Les sénateurs dressent un constat sévère des dispositifs mis en place pendant la crise sanitaire en France. S’ils saluent la « grande créativité » qui a permis de créer les fichiers SI-DEP, Contact-Covid et Vaccin-Covid, ils déplorent des débuts « un peu chaotiques », mais surtout l’absence d’interconnexion. « Impossible de savoir, par exemple, si les "cas contacts" d’une personne ont été effectivement contaminés, ou s’ils sont vaccinés », relèvent-ils, avant d’interroger : « est-il normal qu’un informaticien de 24 ans, Guillaume Rozier, face mieux que Santé publique France avec son CovidTracker, et mieux que l’Assurance-maladie avec ViteMaDose ? »

Au-delà des problèmes techniques, les sénateurs pointent, en France, une « profonde défiance à l’égard du numérique dès lors que cela implique l’État ou des pouvoirs publics ». Ils déplorent ainsi un paradoxe où « le moindre croisement de fichier suscite des polémiques infinies », alors que les citoyens cèdent leurs données à des acteurs privés quotidiennement. Ils épinglent également la Commission nationale de l'informatique et des libertés (CNIL) et son interprétation du Règlement général sur la protection des données (RGPD), « bien plus conservatrice que chez nos voisins européens ».

L’objectif de leur proposition est donc de préparer un dispositif capable de réaliser des « croisements de données massifs et dérogatoires ». Selon eux, « les pays qui ont le plus utilisé ces outils sont aussi ceux qui ont, de loin, compté le moins de morts ». Il est donc nécessaire de « recourir à des technologies plus intrusives, mais très ciblées et limitées dans le temps, en contrepartie d’une liberté retrouvée plus vite ».

Être prêt à mobiliser les données utiles

La création d’un « Crisis Data Hub » doit ainsi permettre de mobiliser les données utiles à la gestion de crise. Il s’agirait notamment de pouvoir croiser les données médicales avec des données de géolocalisation, mais aussi de mobiliser des données produites par des entreprises privées (opérateurs de téléphonie, entreprises de transport, établissements financiers, etc.).

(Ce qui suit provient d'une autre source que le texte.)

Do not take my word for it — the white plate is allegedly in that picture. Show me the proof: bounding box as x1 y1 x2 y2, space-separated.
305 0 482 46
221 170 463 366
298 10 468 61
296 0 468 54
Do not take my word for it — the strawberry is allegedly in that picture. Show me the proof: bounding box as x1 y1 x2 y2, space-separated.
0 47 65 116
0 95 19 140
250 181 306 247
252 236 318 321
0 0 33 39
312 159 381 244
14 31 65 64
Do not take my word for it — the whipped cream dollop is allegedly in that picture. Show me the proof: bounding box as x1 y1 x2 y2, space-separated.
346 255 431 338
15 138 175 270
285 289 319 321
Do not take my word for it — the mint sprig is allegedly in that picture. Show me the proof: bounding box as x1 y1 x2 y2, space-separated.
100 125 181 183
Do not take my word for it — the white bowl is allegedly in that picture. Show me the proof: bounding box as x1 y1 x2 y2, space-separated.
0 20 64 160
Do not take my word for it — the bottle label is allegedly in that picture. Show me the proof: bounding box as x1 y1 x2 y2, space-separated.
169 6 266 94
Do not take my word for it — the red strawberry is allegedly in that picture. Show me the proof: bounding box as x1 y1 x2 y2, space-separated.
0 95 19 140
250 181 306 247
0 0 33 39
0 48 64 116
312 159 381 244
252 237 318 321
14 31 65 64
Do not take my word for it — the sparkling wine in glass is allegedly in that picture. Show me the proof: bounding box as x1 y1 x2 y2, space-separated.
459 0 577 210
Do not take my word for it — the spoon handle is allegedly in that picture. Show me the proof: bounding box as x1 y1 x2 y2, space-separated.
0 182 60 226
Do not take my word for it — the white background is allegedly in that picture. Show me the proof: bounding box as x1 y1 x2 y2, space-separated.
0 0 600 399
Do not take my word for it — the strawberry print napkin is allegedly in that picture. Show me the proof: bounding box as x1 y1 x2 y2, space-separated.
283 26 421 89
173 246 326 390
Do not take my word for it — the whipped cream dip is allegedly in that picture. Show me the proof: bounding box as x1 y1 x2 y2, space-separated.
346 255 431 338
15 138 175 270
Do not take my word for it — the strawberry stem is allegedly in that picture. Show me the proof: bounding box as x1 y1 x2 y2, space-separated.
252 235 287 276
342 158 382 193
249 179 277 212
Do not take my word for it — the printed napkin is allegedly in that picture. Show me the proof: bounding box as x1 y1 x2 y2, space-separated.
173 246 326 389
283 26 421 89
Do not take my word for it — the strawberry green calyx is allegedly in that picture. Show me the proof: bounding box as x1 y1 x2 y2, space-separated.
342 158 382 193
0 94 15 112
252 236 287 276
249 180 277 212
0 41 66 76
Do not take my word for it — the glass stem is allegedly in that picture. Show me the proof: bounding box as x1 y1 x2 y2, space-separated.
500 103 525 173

L’activation du dispositif devra répondre à un principe de « proportionnalité », selon la gravité de la menace. Plusieurs cas d’usages sont envisagés. Dans le cas d’une crise « modérée », où des mesures de « freinage » seraient nécessaires pour éviter la surcharge des hôpitaux, le recours au numérique pourrait se « limiter à quelques outils d’information et de coordination bien pensés ». Face à une menace plus importante, le dispositif pourrait permettre l’« envoi automatique d’un SMS à tout individu qui s’éloignerait de son domicile pendant le couvre-feu ». Dans les cas extrêmes, « toute violation de quarantaine pourrait conduire à une information en temps réel des forces de l’ordre, à une désactivation du titre de transport ou des moyens de paiement du contrevenant, ou encore à une amende prélevée automatiquement sur son compte bancaire, comme le font des radars routiers ».

Hors contexte épidémique, une activation pourrait être envisagée « en cas de catastrophe naturelle ou industrielle », « en cas d’attaque terroriste ou bioterroriste », pour des alertes invitant à la prise de pastilles d’iode ou encore en cas de chute de débris spatiaux.

Afin de s’assurer la confiance des citoyens, les sénateurs posent deux conditions comme garantie de transparence : un développement en open source de la plateforme et une publication en open data des données agrégées. Ils invitent également à un débat « à froid » sur cette question, permettant notamment à la CNIL « d’établir une doctrine préalable d’autorisation de chaque dispositif » et à l’ANSSI (Agence nationale de la sécurité des systèmes d'information) de garantir la sécurité du dispositif.